On 04/10/2023 20:33, Peter Xu wrote:
> On Tue, Sep 26, 2023 at 05:18:41PM +0100, Joao Martins wrote:
>> Right now, migration statistics either print downtime or expected
>> downtime depending on migration completing of in progress. Also in the
>> beginning of migration by printing the downtime limit as expected
>> downtime, when estimation is not available.
>>
>> The pending_size is private in migration iteration and not necessarily
>> accessible outside. Given the non-determinism of the switchover cost, it
>> can be useful to understand if the downtime was far off from the one
>> detected by the migration algoritm, thus print the resultant downtime
>> alongside its estimation.
>>
>> Signed-off-by: Joao Martins <joao.m.mart...@oracle.com>
>> ---
>> migration/migration.c | 8 ++++++++
>> 1 file changed, 8 insertions(+)
>>
>> diff --git a/migration/migration.c b/migration/migration.c
>> index dec6c88fbff9..f08f65b4b1c3 100644
>> --- a/migration/migration.c
>> +++ b/migration/migration.c
>> @@ -943,6 +943,10 @@ static void populate_time_info(MigrationInfo *info,
>> MigrationState *s)
>> if (s->state == MIGRATION_STATUS_COMPLETED) {
>> info->has_total_time = true;
>> info->total_time = s->total_time;
>> + if (s->expected_downtime) {
>> + info->has_expected_downtime = true;
>> + info->expected_downtime = s->expected_downtime;
>> + }
>
> There's another chunk right below that will also show
> expected_downtime.. How about we merge them to be clear?
>
Definitly
> IIUC the current patch will not display expected_downtime during postcopy,
> which makes sense. But it'll pop up again after postcopy completes... so
> not ideal either. If so sounds easier to just show it as long as we have a
> value, and the user can ignore it.
>
Yes.
> @@ -913,7 +913,9 @@ static void populate_time_info(MigrationInfo *info,
> MigrationState *s)
> if (migrate_show_downtime(s)) {
> info->has_downtime = true;
> info->downtime = s->downtime;
> - } else {
> + }
> +
> + if (s->expected_downtime) {
> info->has_expected_downtime = true;
> info->expected_downtime = s->expected_downtime;
> }
>
> IIUC currently expected_downtime for postcopy makes less sense.
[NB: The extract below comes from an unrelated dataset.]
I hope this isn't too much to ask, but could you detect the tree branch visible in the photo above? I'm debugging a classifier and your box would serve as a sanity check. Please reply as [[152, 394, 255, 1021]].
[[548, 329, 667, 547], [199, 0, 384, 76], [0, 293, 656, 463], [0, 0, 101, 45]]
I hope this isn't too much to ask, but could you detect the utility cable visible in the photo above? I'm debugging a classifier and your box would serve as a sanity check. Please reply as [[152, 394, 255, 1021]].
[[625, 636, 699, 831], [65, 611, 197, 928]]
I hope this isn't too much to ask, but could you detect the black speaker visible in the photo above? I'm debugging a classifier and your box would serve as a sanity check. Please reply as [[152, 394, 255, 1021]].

I think it makes sense, you still need to switchover to destination. Knowing how
much you miss is useful? Albeit compared to the rest of the algorithm is less
critical than say in precopy.
> Maybe one
> day we can make it reflect reality, by taking more things into account
> (besides dirty RAM rate).
>
>> } else {
>> info->has_total_time = true;
>> info->total_time = qemu_clock_get_ms(QEMU_CLOCK_REALTIME) -
>> @@ -2844,6 +2848,10 @@ static MigIterateState
>> migration_iteration_run(MigrationState *s)
>>
>> if ((!pending_size || pending_size < s->threshold_size) &&
>> can_switchover) {
>> trace_migration_thread_low_pending(pending_size);
>> + if (s->threshold_size) {
>> + s->expected_downtime = (pending_size *
>> s->parameters.downtime_limit) /
>> + s->threshold_size;
>> + }
>
> I had a feeling that you did the calculation to avoid accessing ->mbps. :)
>
It was oversight on my end
> I'd suggest we move this into migration_completion(), and use ->mbps
> (before the other avail-switchover-bandwidth patch lands). It's just that
> using the bandwidth value seems more straightforward.
It is better that way, and things get consolidated.
> Or maybe I missed
> something tricky?
>
Nah, just oversight :)